Elrach membagi pandangannya antara memperhatikan pada jalanan di depan dan menolehkan wajahnya ke samping untuk menengok Olivia. Kekehan Elrach mengencang hingga seketika Olivia menolehkan wajah dengan gerakan cepat, hunusan sorot mata tajam Olivia langsung memberhentikan tawa Elrach.
"Udahlah Liv, nanti juga kering sendiri kok itu," ucap Elrach membuka obrolan sekaligus memecah keheningan yang sedari tadi mengisi ruang di antara mereka. Ditepuknya kepala Olivia dengan gemas dengan tangan kirinya.
"Nggak usah perhatiin gue, lo fokus nyetir aja.

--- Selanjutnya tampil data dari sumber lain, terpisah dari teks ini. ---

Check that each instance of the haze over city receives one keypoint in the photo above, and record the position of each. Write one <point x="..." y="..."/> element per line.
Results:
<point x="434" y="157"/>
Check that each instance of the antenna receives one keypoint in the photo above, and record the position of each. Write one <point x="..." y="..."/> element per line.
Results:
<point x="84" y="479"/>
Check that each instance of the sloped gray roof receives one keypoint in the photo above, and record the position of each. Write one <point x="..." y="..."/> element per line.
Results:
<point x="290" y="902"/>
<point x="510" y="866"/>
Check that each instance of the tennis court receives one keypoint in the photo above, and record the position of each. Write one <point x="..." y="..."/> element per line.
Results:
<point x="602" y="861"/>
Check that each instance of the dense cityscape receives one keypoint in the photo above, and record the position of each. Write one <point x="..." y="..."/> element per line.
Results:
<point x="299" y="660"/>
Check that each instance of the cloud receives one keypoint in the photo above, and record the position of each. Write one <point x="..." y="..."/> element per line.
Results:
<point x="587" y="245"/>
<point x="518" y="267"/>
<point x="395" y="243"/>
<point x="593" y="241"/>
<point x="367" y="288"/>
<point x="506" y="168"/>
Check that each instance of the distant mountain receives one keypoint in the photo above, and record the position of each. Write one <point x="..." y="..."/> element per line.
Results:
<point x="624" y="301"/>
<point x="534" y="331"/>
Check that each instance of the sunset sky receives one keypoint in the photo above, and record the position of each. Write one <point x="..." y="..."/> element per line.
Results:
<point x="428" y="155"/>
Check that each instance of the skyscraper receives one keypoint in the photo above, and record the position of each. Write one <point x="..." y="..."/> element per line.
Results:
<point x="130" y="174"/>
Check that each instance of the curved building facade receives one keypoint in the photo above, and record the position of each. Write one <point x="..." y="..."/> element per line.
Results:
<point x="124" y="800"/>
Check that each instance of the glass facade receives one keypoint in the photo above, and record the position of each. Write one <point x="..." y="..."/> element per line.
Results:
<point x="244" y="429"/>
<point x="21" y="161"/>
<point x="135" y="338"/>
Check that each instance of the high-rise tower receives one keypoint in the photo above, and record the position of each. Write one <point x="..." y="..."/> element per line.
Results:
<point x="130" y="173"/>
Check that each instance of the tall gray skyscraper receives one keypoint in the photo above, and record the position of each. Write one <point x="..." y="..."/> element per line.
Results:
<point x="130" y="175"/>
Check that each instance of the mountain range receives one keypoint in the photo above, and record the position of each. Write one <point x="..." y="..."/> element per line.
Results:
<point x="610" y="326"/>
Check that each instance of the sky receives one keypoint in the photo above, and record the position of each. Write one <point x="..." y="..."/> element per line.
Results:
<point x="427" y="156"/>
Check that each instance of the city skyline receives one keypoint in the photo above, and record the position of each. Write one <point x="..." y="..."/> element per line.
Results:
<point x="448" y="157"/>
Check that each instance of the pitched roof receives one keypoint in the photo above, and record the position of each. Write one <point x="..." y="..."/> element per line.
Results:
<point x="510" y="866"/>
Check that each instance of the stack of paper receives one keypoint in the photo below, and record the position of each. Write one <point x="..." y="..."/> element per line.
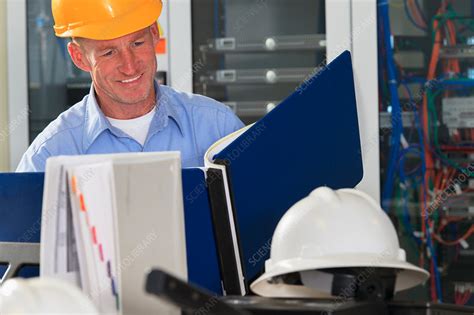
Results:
<point x="107" y="220"/>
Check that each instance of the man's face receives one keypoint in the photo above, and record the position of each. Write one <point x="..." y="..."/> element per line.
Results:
<point x="122" y="69"/>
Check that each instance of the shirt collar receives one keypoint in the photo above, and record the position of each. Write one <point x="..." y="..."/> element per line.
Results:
<point x="96" y="122"/>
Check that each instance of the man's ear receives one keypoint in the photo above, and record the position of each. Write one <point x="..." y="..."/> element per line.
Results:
<point x="155" y="33"/>
<point x="78" y="57"/>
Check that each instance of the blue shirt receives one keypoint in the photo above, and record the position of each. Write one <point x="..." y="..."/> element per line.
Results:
<point x="182" y="122"/>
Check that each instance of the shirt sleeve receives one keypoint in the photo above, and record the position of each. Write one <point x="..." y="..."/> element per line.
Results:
<point x="33" y="160"/>
<point x="231" y="123"/>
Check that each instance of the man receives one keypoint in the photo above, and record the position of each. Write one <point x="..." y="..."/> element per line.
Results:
<point x="126" y="110"/>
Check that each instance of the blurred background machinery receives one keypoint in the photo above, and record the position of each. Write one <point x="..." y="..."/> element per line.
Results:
<point x="426" y="103"/>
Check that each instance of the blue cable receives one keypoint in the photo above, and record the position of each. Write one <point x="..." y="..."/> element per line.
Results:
<point x="410" y="18"/>
<point x="396" y="108"/>
<point x="437" y="275"/>
<point x="417" y="4"/>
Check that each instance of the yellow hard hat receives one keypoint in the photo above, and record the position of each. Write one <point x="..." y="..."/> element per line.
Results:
<point x="103" y="19"/>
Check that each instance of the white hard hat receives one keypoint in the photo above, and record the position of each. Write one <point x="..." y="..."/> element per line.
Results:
<point x="43" y="296"/>
<point x="329" y="230"/>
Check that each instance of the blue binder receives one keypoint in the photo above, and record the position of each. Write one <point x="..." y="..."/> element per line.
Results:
<point x="310" y="139"/>
<point x="21" y="197"/>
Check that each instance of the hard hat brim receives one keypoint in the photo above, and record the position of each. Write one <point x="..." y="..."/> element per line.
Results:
<point x="408" y="276"/>
<point x="117" y="27"/>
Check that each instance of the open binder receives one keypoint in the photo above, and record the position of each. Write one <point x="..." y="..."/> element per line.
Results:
<point x="310" y="139"/>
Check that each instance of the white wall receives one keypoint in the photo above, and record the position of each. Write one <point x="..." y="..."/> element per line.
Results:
<point x="4" y="144"/>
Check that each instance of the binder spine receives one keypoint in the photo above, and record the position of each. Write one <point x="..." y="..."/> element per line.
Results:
<point x="223" y="233"/>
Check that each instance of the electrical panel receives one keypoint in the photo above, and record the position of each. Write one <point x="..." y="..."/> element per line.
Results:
<point x="426" y="88"/>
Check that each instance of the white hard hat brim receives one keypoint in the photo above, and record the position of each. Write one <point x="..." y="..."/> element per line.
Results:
<point x="408" y="276"/>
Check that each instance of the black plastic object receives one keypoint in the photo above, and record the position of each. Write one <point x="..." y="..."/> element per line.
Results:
<point x="189" y="298"/>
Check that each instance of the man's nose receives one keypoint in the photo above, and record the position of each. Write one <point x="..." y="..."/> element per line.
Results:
<point x="128" y="64"/>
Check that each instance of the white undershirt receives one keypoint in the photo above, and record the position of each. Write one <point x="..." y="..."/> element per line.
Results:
<point x="137" y="128"/>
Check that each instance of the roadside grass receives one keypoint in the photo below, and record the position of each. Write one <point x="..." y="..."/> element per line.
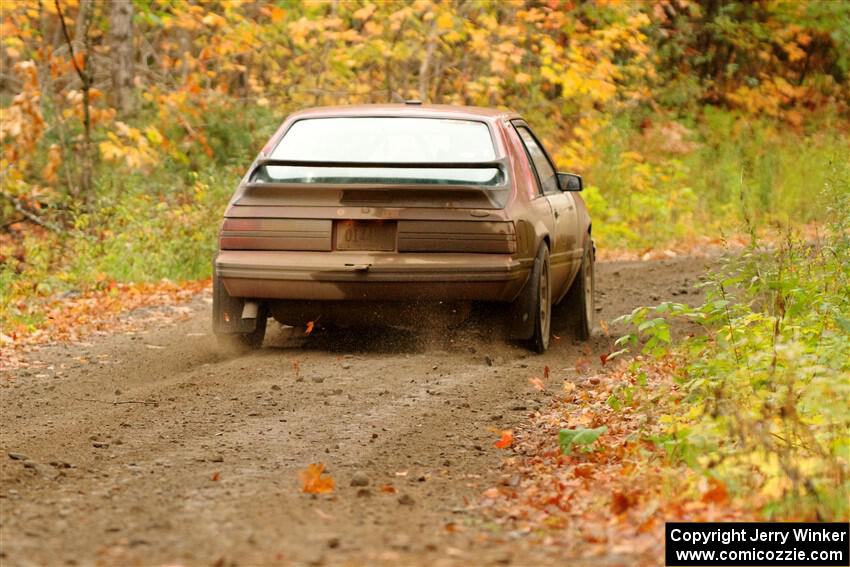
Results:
<point x="648" y="187"/>
<point x="718" y="175"/>
<point x="759" y="401"/>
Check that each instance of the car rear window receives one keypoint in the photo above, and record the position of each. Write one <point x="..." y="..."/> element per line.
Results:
<point x="384" y="140"/>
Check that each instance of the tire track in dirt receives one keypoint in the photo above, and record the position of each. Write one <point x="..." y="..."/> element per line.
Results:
<point x="416" y="413"/>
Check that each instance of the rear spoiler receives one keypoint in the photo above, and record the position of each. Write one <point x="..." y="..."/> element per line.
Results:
<point x="500" y="164"/>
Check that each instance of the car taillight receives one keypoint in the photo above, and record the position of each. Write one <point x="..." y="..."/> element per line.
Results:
<point x="457" y="236"/>
<point x="275" y="234"/>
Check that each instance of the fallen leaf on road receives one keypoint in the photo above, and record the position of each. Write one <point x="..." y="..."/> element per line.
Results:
<point x="717" y="494"/>
<point x="312" y="481"/>
<point x="506" y="441"/>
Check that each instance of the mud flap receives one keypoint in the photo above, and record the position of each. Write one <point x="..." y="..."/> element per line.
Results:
<point x="227" y="311"/>
<point x="521" y="318"/>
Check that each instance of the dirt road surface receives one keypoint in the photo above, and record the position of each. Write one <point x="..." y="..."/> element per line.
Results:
<point x="153" y="447"/>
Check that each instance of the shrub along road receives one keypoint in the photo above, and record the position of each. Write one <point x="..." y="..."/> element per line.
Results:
<point x="152" y="446"/>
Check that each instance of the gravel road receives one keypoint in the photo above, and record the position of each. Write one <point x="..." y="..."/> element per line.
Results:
<point x="153" y="447"/>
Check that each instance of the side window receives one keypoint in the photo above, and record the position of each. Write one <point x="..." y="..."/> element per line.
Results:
<point x="545" y="173"/>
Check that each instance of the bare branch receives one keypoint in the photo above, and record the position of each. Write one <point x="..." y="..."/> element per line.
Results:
<point x="29" y="215"/>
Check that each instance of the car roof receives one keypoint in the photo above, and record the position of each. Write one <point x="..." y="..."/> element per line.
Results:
<point x="414" y="110"/>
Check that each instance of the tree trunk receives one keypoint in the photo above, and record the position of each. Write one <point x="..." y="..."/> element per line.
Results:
<point x="121" y="47"/>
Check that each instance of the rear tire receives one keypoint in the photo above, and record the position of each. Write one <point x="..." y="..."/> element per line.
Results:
<point x="543" y="301"/>
<point x="578" y="305"/>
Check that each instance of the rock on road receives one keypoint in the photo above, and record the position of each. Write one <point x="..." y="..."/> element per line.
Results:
<point x="197" y="463"/>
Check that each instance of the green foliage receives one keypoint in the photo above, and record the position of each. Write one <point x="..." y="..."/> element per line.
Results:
<point x="766" y="388"/>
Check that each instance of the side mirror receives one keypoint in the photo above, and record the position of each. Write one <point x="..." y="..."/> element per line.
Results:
<point x="570" y="182"/>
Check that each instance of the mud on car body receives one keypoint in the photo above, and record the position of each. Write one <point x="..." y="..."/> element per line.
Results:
<point x="349" y="210"/>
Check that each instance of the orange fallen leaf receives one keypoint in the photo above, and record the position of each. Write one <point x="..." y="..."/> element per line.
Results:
<point x="506" y="441"/>
<point x="717" y="494"/>
<point x="312" y="481"/>
<point x="583" y="365"/>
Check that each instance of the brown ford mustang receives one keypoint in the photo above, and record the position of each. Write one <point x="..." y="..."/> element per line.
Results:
<point x="363" y="208"/>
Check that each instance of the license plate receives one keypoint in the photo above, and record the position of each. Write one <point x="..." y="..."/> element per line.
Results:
<point x="365" y="235"/>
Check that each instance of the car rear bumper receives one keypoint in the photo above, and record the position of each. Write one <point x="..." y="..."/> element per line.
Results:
<point x="371" y="275"/>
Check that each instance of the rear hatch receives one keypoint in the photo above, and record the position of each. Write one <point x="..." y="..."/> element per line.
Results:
<point x="272" y="212"/>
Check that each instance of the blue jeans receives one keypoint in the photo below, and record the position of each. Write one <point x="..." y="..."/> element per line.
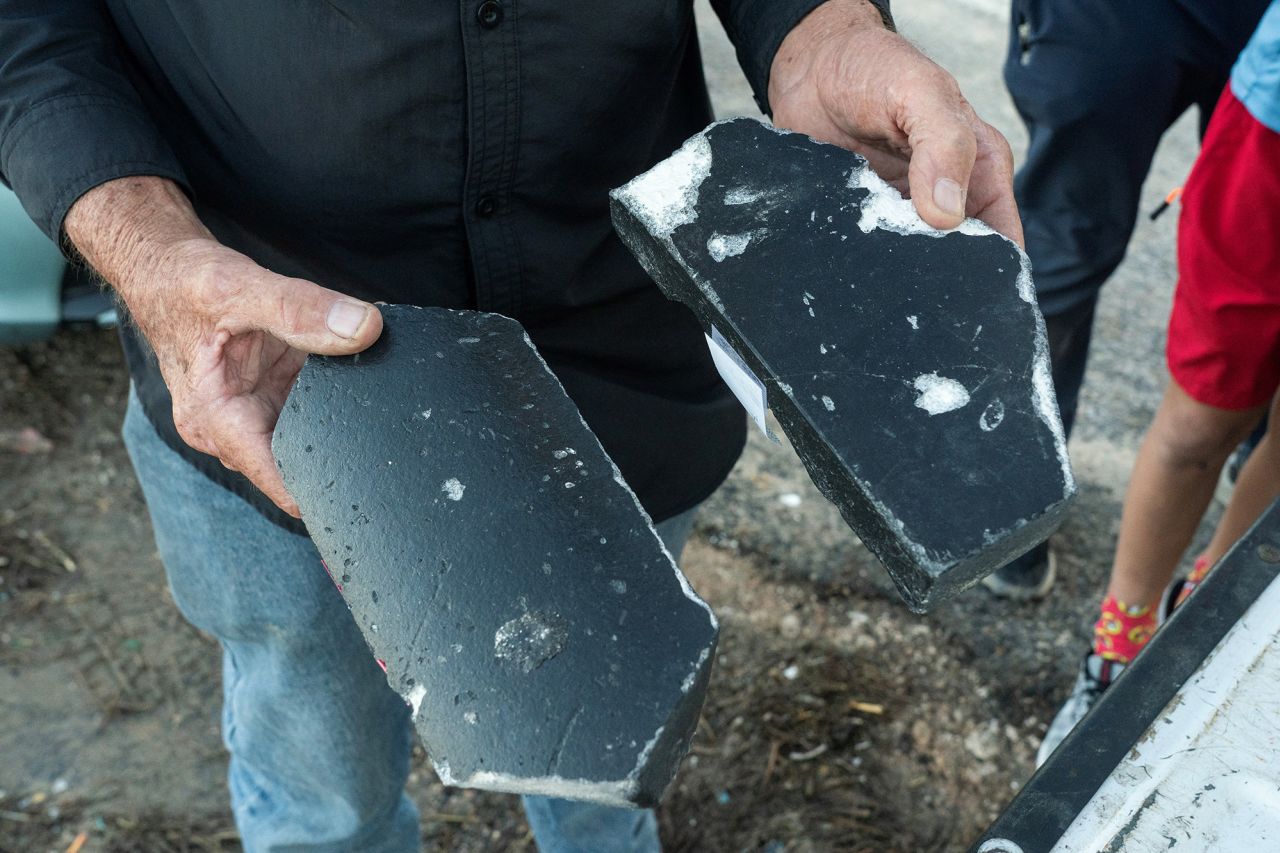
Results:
<point x="319" y="743"/>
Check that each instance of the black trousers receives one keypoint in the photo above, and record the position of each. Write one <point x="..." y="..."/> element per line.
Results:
<point x="1097" y="82"/>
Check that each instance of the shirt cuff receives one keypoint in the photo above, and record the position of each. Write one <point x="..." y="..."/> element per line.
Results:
<point x="758" y="27"/>
<point x="64" y="146"/>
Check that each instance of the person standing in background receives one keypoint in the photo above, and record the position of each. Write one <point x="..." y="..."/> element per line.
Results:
<point x="1097" y="83"/>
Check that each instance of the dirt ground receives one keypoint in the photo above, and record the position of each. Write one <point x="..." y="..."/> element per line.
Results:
<point x="836" y="720"/>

Nanti nabrak orang," celetuk Olivia menatap lebih sinis pada Elrach, lalu napasnya berhembus hampir dibarengi dengan bola matanya yang berpindah menatap jalanan di samping, lewat kaca mobil.
Olivia tidak bermaksud melimpahkan semua amarahnya pada Elrach, hanya saja ia masih kesal terhadap tingkah Dion yang semena-mena. Dari awal, Olivia sudah menduga bahwa Dion pasti sengaja mengganggu dirinya.
Beberapa menit berkelana di jalanan ibu kota, akhirnya mobil berwarna silver masuk ke pekarangan rumah. Tepat sedetik Elrach mematikan mesin mobil, Olivia sudah keluar dari dalam, jantung Elrach rasanya hampir saja keluar dari naungannya saat Olivia membanting pintu mobil. Kalau sudah begini, Elrach menjadi bingung harus berbuat seperti apa, ia menyangka bahwa Olivia tengah marah kepadanya.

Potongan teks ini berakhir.